Keputusan ringannya vonis terhadap dua prajurit tersebut langsung menuai kritik dari berbagai pihak, termasuk Komnas HAM. Komisi tersebut menilai tuntutan terhadap dua oknum TNI ini perlu dievaluasi karena dianggap tidak mencerminkan keadilan, terutama bagi keluarga korban. Komnas HAM menekankan pentingnya penegakan hukum yang tegas dan pemenuhan rasa keadilan atas meninggalnya korban yang masih di bawah umur.
Sebagian masyarakat juga menyuarakan kekecewaan terhadap ringannya hukuman yang dijatuhkan. Mereka menyoroti bahwa tindakan prajurit yang menghilangkan nyawa seorang anak semestinya dijatuhi hukuman sesuai dengan beratnya akibat yang ditimbulkan demi menjaga marwah hukum dan perlindungan terhadap masyarakat sipil.
Dalam nota pembelaan pada persidangan, kedua prajurit TNI tersebut mengaku menyesal dan meminta hakim mempertimbangkan kondisi keluarga. Salah satu terdakwa menyampaikan permohonan sambil menangis, mengaku khawatir dengan masa depan istri dan anaknya jika menjalani hukuman lebih berat.
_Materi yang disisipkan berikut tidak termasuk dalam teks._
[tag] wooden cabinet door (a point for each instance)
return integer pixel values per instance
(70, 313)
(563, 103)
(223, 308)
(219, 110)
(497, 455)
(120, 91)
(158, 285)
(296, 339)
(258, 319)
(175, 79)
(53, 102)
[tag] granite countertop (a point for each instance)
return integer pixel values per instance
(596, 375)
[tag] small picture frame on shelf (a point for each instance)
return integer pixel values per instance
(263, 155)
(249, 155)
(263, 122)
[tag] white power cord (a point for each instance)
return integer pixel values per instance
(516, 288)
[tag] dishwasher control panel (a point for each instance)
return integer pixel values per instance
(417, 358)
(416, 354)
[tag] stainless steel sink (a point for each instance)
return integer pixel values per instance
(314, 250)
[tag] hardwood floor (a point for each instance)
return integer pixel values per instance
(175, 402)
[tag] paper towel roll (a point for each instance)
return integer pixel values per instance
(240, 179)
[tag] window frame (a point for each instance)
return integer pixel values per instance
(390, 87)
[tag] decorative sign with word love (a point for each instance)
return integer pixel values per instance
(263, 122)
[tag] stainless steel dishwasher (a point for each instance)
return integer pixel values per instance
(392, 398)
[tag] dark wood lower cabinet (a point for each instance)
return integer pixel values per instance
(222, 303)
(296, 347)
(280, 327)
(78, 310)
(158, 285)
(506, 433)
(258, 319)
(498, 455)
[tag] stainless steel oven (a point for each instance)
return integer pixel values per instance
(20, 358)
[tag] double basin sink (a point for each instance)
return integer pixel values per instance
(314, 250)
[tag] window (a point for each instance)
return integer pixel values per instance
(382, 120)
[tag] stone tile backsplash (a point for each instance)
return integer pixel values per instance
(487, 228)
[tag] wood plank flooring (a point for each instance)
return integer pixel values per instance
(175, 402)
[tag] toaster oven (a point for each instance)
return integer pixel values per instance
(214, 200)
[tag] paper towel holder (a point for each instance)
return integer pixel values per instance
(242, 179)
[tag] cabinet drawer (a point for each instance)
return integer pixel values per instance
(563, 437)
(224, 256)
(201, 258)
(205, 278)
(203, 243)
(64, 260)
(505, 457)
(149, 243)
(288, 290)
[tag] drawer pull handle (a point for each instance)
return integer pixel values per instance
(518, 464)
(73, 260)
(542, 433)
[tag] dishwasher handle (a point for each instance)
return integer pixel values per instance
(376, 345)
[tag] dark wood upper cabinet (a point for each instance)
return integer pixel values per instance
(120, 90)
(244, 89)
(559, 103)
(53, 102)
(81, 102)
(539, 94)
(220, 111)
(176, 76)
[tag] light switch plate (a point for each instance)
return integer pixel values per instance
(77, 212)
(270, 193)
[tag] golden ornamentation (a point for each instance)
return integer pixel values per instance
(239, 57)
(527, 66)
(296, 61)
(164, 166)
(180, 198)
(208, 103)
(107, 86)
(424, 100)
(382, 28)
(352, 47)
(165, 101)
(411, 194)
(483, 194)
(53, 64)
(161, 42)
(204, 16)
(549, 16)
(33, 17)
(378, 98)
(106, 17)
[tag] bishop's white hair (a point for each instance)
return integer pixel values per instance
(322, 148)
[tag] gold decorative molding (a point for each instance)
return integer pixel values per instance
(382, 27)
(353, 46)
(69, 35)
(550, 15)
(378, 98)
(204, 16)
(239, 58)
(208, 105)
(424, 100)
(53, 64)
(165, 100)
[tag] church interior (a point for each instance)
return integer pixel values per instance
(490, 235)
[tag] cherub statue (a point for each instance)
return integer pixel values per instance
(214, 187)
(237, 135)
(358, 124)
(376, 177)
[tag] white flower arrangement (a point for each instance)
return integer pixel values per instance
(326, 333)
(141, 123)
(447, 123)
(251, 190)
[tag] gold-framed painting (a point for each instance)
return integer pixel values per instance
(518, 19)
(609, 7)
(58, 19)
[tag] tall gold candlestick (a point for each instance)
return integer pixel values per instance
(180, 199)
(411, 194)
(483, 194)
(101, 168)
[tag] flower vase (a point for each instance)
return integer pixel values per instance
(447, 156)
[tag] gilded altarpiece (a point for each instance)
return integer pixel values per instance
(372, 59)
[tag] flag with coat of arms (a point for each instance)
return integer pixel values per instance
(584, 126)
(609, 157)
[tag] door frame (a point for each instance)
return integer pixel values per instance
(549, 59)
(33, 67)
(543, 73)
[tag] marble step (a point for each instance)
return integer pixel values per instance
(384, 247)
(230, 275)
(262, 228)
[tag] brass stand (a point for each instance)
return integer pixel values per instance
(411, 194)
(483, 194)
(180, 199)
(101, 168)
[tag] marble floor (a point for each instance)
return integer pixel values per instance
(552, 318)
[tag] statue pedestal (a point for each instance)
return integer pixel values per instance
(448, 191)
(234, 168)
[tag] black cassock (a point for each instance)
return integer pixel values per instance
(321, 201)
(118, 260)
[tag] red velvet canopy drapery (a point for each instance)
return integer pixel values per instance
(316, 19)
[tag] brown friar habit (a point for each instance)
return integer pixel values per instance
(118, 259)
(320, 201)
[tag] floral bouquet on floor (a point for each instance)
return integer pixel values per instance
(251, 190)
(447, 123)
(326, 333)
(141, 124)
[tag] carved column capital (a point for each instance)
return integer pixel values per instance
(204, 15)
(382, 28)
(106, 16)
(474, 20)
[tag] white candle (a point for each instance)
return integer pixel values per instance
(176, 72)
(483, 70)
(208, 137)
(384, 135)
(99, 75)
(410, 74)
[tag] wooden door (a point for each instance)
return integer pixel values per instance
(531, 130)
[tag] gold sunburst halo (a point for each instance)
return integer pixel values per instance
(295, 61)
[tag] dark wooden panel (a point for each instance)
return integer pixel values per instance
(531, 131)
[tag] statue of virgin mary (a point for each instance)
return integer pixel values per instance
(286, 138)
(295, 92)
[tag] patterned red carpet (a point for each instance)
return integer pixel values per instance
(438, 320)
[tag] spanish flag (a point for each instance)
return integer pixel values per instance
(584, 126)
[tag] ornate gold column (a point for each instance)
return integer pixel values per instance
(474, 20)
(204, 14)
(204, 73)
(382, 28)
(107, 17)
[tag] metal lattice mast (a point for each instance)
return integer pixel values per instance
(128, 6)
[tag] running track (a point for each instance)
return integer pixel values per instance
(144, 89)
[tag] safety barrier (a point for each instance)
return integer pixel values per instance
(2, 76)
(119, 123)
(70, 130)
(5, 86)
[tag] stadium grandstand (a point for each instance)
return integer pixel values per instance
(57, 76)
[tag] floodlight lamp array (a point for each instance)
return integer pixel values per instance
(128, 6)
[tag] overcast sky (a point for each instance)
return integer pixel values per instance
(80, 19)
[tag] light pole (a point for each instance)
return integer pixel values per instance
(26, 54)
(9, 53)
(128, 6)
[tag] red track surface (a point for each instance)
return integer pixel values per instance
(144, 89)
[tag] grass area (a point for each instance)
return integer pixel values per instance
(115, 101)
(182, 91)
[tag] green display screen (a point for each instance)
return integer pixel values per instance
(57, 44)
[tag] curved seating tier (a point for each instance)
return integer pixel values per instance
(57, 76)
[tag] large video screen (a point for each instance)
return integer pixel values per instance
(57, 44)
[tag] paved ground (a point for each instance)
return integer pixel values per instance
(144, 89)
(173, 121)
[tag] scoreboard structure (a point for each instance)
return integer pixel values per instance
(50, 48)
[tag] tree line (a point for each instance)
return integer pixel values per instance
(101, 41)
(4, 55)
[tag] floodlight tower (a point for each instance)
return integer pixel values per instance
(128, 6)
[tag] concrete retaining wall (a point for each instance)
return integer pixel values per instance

Namun, argumen tersebut mendapatkan respon beragam, baik dari majelis hakim maupun publik.
Fenomena permintaan keringanan hukuman serta vonis ringan ini memicu reaksi dari masyarakat dan penggiat HAM yang menuntut agar proses hukum berjalan transparan, adil, dan tidak melukai rasa keadilan korban dan keluarganya. Publik juga mendorong adanya evaluasi terhadap pemberlakuan pasal yang digunakan dalam tuntutan, sebagai upaya menegakkan hukum secara proporsional.